[Mimedefang] Re: Spam Assassin

[Jeff Heinen]

-----Original Message-----
From: David F. Skoll [mailto:dfs at roaringpenguin.com]
Sent: Wednesday, January 09, 2002 7:29 AM

> On Tue, 8 Jan 2002, Jeff Heinen wrote:
>
> > > I haven't had problems either, but I added the call in is_spam and
check.
> > > MIMEDefang kills the Perl process after it has processed (by default)
100
> > > messages, so this limits the propagation of memory leaks.
>
> > Limits, but if all 100 messages were large enough, it might be
something.
> 
> Why, is the amount of state stored by SpamAssassin proportional to message
> size?  I would not have thought so.

Actually, that was just an assumption on my part. I was trying to come up
with ideas that may have caused problems, but it was all theories. If you
notice, it keeps the whole message in the status object. (So you can
'$status->get_full_message_as_text();' and also use the status object to
rewrite the message). You are correct, they would have to be very large
messaged to make any difference at all, or a machine with limited resources.

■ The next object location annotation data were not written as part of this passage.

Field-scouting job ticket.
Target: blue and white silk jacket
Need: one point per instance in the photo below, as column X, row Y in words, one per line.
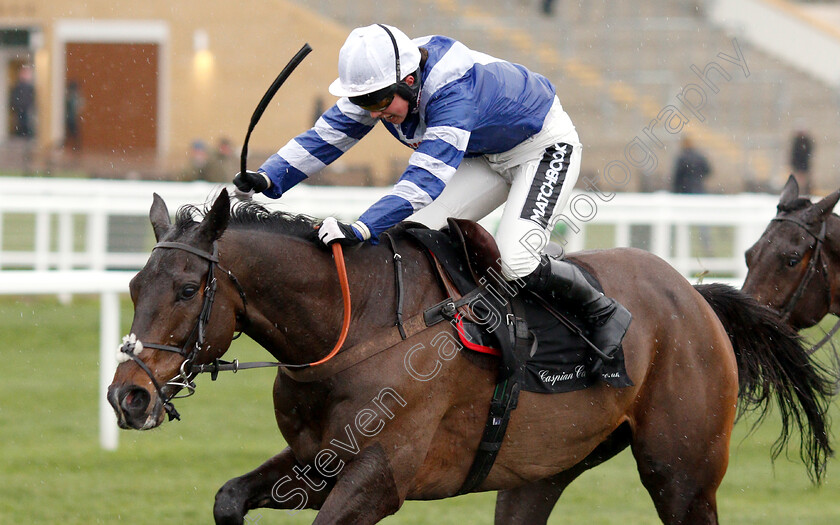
column 471, row 104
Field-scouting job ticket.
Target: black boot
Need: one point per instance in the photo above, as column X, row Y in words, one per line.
column 564, row 282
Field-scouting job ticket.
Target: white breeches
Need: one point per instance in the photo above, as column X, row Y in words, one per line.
column 534, row 180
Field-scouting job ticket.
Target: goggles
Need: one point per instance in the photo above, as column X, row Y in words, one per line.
column 377, row 101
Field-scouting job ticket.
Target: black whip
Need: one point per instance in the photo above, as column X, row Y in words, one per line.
column 293, row 63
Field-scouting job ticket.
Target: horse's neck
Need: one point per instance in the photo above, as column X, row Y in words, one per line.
column 295, row 306
column 832, row 249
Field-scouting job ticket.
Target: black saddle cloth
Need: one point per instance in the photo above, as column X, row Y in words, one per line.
column 543, row 354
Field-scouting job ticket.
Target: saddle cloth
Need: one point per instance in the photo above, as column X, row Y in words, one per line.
column 540, row 351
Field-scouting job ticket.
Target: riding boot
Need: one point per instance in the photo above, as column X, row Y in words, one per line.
column 607, row 319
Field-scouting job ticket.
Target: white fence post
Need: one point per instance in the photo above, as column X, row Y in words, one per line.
column 109, row 333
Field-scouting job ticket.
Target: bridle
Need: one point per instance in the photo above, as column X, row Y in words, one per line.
column 816, row 264
column 132, row 346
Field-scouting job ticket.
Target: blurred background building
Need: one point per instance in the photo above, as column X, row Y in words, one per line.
column 124, row 89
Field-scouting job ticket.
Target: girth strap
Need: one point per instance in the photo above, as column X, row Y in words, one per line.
column 505, row 398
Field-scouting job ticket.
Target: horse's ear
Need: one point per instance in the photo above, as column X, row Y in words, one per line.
column 823, row 208
column 216, row 220
column 159, row 215
column 790, row 192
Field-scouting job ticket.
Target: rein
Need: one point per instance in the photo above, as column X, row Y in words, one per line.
column 819, row 239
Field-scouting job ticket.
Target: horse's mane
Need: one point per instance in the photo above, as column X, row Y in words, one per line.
column 253, row 216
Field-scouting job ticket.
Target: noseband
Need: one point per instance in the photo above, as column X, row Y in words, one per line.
column 132, row 347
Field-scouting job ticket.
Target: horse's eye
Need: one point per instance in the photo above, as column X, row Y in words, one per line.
column 188, row 291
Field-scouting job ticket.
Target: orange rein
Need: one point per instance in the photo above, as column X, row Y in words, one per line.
column 338, row 255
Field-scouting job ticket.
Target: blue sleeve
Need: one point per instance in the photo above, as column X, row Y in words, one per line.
column 341, row 127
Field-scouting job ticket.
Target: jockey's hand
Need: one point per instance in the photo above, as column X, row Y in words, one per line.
column 332, row 231
column 252, row 181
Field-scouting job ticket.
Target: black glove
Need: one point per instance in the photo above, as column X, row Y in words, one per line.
column 251, row 181
column 332, row 231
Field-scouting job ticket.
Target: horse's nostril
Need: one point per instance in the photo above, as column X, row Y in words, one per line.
column 135, row 400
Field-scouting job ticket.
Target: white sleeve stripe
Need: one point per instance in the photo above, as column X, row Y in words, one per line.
column 457, row 138
column 301, row 159
column 412, row 193
column 436, row 167
column 332, row 136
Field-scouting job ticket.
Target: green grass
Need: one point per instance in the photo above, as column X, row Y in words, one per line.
column 53, row 471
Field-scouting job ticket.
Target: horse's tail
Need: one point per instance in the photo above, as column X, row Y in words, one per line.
column 773, row 363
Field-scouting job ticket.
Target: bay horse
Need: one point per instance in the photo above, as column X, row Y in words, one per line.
column 405, row 423
column 794, row 267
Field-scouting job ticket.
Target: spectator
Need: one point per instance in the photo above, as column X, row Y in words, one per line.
column 801, row 151
column 197, row 165
column 690, row 169
column 22, row 103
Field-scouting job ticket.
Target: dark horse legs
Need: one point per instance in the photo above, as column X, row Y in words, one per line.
column 364, row 493
column 256, row 488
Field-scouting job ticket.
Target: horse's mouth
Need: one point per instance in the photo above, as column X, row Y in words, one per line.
column 136, row 421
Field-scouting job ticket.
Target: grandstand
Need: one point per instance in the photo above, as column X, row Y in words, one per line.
column 618, row 64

> > You are right, I wasn't clearing our $is_spam or $report, yet oddly I
wasn't
> > having any problems of bleed, or mismatched reports. All it was doing
was
> > messing up the formatting of the message in Exchange. (Not like that is
> > difficult however).
> 
> Weird.  I have never seen that.

It is very weird, and thanks to Exchange, I can't seem to make it display
raw to me so I can figure out exactly what it is doing.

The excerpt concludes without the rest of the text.